For mode 1/2 I have to do steps for server 1 or both. -
@przemyslaw85 I think that every node should have the same set of patches. So I patched first node, and than the second node.
this name is just my own convention name:
Fix CARP event storm when leaving persistent CARP maintenance mode 1/2
Fix CARP event storm when leaving persistent CARP maintenance mode 2/2For CARP issue the second patch is not going to apply without the first one. This the view from one node (the second has the same set o patches)
-
@b_it I confirm the operation of the patches.
Yesterday I made a few changes to the original files using the file editor.

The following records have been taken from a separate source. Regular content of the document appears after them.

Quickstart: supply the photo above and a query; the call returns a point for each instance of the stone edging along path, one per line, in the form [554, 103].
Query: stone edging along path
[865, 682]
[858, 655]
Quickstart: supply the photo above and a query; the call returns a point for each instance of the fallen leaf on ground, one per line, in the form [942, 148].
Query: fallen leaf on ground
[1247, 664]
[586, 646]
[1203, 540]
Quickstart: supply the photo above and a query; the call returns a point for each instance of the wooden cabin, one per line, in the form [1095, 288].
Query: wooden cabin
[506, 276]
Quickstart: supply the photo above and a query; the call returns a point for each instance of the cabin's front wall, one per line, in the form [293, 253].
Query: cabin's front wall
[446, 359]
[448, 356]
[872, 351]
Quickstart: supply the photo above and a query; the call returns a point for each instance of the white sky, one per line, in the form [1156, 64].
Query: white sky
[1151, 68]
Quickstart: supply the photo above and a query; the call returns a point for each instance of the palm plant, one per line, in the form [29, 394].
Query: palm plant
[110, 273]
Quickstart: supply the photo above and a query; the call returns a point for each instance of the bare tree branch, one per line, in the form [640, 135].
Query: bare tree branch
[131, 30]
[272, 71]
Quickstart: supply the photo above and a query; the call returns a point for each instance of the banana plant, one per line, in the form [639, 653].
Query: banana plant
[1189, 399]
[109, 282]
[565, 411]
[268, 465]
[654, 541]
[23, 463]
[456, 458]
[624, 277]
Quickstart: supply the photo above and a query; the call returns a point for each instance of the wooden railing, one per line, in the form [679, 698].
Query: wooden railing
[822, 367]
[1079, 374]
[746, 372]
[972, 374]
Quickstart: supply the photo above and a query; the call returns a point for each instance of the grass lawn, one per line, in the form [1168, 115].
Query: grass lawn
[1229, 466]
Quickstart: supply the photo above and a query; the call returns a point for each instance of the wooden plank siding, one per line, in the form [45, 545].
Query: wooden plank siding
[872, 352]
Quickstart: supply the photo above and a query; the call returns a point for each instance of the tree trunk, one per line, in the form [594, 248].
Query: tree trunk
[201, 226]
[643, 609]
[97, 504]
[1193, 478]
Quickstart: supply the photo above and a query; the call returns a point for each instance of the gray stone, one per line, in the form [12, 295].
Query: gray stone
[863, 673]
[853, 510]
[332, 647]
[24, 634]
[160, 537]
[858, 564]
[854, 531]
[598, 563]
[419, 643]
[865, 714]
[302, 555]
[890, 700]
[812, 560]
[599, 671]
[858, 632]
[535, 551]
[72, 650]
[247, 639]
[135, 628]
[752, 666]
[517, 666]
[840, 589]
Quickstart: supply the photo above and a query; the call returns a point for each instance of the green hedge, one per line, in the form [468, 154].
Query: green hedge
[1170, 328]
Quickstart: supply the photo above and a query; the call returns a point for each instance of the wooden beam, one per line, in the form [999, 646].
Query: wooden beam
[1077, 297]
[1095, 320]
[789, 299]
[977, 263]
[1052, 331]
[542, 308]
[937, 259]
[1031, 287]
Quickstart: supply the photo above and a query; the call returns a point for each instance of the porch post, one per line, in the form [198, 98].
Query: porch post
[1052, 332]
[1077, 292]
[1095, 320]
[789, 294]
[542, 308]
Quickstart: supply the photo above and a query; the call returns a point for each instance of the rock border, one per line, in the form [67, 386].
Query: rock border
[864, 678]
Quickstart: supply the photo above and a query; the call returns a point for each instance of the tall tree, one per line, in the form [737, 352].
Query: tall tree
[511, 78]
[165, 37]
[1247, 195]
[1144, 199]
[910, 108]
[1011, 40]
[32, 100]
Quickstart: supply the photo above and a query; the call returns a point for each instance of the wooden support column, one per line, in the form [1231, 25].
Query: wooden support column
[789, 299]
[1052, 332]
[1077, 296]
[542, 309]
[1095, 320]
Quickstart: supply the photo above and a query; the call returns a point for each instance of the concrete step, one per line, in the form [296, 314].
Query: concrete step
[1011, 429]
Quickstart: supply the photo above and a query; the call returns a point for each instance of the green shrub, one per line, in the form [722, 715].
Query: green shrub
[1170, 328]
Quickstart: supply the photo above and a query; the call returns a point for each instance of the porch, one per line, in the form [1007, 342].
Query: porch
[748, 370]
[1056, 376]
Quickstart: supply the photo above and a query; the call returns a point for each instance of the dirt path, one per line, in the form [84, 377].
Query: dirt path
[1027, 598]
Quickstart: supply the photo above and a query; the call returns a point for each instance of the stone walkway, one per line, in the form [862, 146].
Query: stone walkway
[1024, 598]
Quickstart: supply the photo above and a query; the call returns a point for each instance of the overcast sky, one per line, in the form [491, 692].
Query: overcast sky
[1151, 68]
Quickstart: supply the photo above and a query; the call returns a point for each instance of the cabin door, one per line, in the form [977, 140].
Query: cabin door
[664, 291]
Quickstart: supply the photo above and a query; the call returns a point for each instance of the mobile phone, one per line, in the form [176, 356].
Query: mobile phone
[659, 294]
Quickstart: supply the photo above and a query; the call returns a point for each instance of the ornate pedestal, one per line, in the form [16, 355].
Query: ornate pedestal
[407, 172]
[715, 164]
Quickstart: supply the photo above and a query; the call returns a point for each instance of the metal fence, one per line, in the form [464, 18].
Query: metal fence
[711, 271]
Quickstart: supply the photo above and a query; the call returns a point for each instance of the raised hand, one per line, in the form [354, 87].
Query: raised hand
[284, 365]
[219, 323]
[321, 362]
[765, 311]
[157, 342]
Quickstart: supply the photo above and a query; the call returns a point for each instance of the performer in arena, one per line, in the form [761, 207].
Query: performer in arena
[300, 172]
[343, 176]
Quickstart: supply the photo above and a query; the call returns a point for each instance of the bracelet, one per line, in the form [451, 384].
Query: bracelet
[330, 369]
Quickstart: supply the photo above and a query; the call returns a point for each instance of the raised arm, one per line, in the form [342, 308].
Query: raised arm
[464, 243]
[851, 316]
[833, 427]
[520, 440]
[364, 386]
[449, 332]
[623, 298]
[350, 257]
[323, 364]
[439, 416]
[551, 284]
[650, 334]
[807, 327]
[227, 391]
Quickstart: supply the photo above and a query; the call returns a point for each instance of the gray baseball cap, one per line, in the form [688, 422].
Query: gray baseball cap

I didn't know there was such a module as patches. I had to revert to the original changes from a copy made before editing.
As I added 1/2 2/2 patches and Dynamin DNS I did not notice any improvement. Only after I added patches # 12827, # 12834, # 12816 and # 12817 I can say that now the system works as it should. -
@przemyslaw85 Seems to me that when I started to patch (CARP) I saw that firewall is more responsive making later changes (patching) but I didn't wait too long - just rebooted both nodes to be sure that all selected patches are fully applied.
I have to admit that I started to make more thorough tests after I rebooting FWs (with mentioned patch set), so I can't be sure what really helped and how much.
BTW; The patching mechanism was introduced around version 2.5, and I've already learned from his beginning that I have to be careful selecting patches. -
@Przemyslaw85, @B_IT, after that changes did you have carp storm in logs and that MASTER -> BACKUP, BACKUP ->MASTER change for little time?
-
@m4rek11 I am looking into logs I see that during applying patch there are some entries, but after patching I see only a few, and they all looks as they should (at least for me) and they have reason (eg. rebooted node). I wouldn't call them storm and definitely I don't see flipping MASTER - BACKUP entries now.